Trial Report Plasma cell targeting with the anti-CD38 antibody daratumumab in ME/CFS -a clinical pilot study, 2025, Fluge et al

I think phase 3 proves that survey data is meaningless and step counts are the true revealer.

Survey data is only reliable if it correlates with step count data. In Ritux P3, it did not, in Dara, it did.

Again, self reported outcomes vs observed outcomes.
I klnow where you're coming from, but I don't think the data we have to date support that position. It is an assumption.

In the 2015 phase II study, the people who were thought to have responded particularly well to rituximab had step counts that are the stuff of dreams for most of us:
After 15–20 months follow-up, we had available Sensewear electronic armbands that continuously measured physical activity in the home setting. No data from baseline before intervention were available. The analyses were not preplanned, and were performed only in some patients (mainly in responders). They were performed in order to gain experience with the armbands for design of the protocol for the now ongoing randomized phase III-study. However, 12 out of 14 major responders in this study measured physical activity for 4–6 consecutive days in the time interval 15–20 months follow-up, with a mean value for “mean number of steps per 24h” 9829 (range 5794–18177), and a mean value for “maximum number of steps per
24h” 14623 (range 9310–23407).

That step count sounds about right for people who are at about 80 on the SF36 PF scale (at 15-20 months when their step count was measured):

1770386718549.png
 
I klnow where you're coming from, but I don't think the data we have to date support that position.

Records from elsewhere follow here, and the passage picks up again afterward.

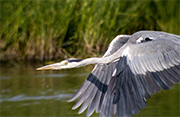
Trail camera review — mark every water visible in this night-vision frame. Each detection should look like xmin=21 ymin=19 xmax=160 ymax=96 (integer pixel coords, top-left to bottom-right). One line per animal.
xmin=0 ymin=65 xmax=180 ymax=117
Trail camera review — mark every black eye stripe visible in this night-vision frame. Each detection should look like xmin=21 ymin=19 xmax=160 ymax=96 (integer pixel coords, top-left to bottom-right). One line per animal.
xmin=67 ymin=59 xmax=82 ymax=63
xmin=144 ymin=37 xmax=152 ymax=41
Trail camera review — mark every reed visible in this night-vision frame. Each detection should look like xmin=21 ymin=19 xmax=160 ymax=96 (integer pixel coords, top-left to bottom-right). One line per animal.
xmin=0 ymin=0 xmax=180 ymax=61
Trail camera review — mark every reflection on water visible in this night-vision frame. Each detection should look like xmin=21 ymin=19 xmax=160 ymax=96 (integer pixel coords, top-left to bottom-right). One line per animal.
xmin=0 ymin=66 xmax=180 ymax=117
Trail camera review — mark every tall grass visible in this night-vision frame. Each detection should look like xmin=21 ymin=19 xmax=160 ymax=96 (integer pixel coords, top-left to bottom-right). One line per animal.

It is an assumption.

In the 2015 phase II study, the people who were thought to have responded particularly well to rituximab had step counts that are the stuff of dreams for most of us:


That step count sounds about right for people who are at about 80 on the SF36 PF scale:

View attachment 30452
I saw that, but because they did not measure the pre baseline steps for a run in period, for non responders and responders, it is hard to conclude if this was a measurement error or not. In the Dara study, the baseline steps were measured.

Also, they had people wear the armband for 4-6 days. In Dara I believe they wore the device for a year.

I am quite suspicious of this number
 
Last edited:
I saw that, but because they did not measure the pre baseline steps for a run in period, for non responders and responders, it is hard to conclude if this was a measurement error or not. In the Dara study, the baseline steps were measured.

Also, they had people wear the armband for 4-6 days. In Dara I believe they wore the device for a year.
Mm, that's too big of an assumption for me. Am I understanding correctly that you're saying that the step count (for major responders in phase II ritux above) must be wrong, even though it tallies well with the SF36 physical function score, because you think step count only increases if someone's getting a real effect from a drug/intervention?

I think step count goes up with both real and placebo effects, though not to the same extent. Alas, I've never had the pleasure of experiencing either!

Without a placebo group, we just don't know.

I am eternally grateful to @Jonathan Edwards for reducing my expectations of the phase III rituximab trial before its publication. It was like getting advance warning that someone's going to dump you/fire you. Not pleasant, but helpful.

I wouldn't be surprised at all if Fluge & Mella are part of a research breakthrough in ME/CFS in the future. And their studies are a pleasure to read.
 
Mm, that's too big of an assumption for me. Am I understanding correctly that you're saying that the step count (for major responders in phase II ritux above) must be wrong, even though it tallies well with the SF36 physical function score, because you think step count only increases if someone's getting a real effect from a drug/intervention?

No, I am saying I am suspicious because

1. There is no baseline pre run in measurement, for both groups, whereas in Dara we know the run in baselines for 90 days.
2. There is no data on the severity of these patients pre treatment, whereas in Dara we know severity pre treatment. By severity, I mean step count, not survey score.
3. The step counts were recorded for a period of 4-6 days, in contrast to a period of 9 months pre and post treatment in Dara.

If I saw a pre recorded value of say 3k for 90 days run in, and a gradual increase to 9k post Ritux, I would instantly be a non believer in Dara.
 
Last edited:
Can you give some exaemples of biased selection criteria then?
Sure. For example, having stricter diagnostic criteria to make sure the people you’re studying actually have ME/CFS can end up selecting for people who are temporarily at the worst point of their illness. We know plenty of people can float in between severities.

Also inadvertently selecting for people who have the ability to travel for treatment. That can mean they have a caretaker with a lot of availability, allowing them to pace much more at baseline but have more leeway to test out higher levels of activity later on. And the fact that this is a risky immunosuppressant treatment—people who have tried a bunch of things with not even mild symptom relief may have meaningfully different biology, or people who don’t mind limiting their social contact to reduce risk of infection might also be different wrt baseline pacing. Duration of illness can be a factor as well, as it seemed to be in the intramural study.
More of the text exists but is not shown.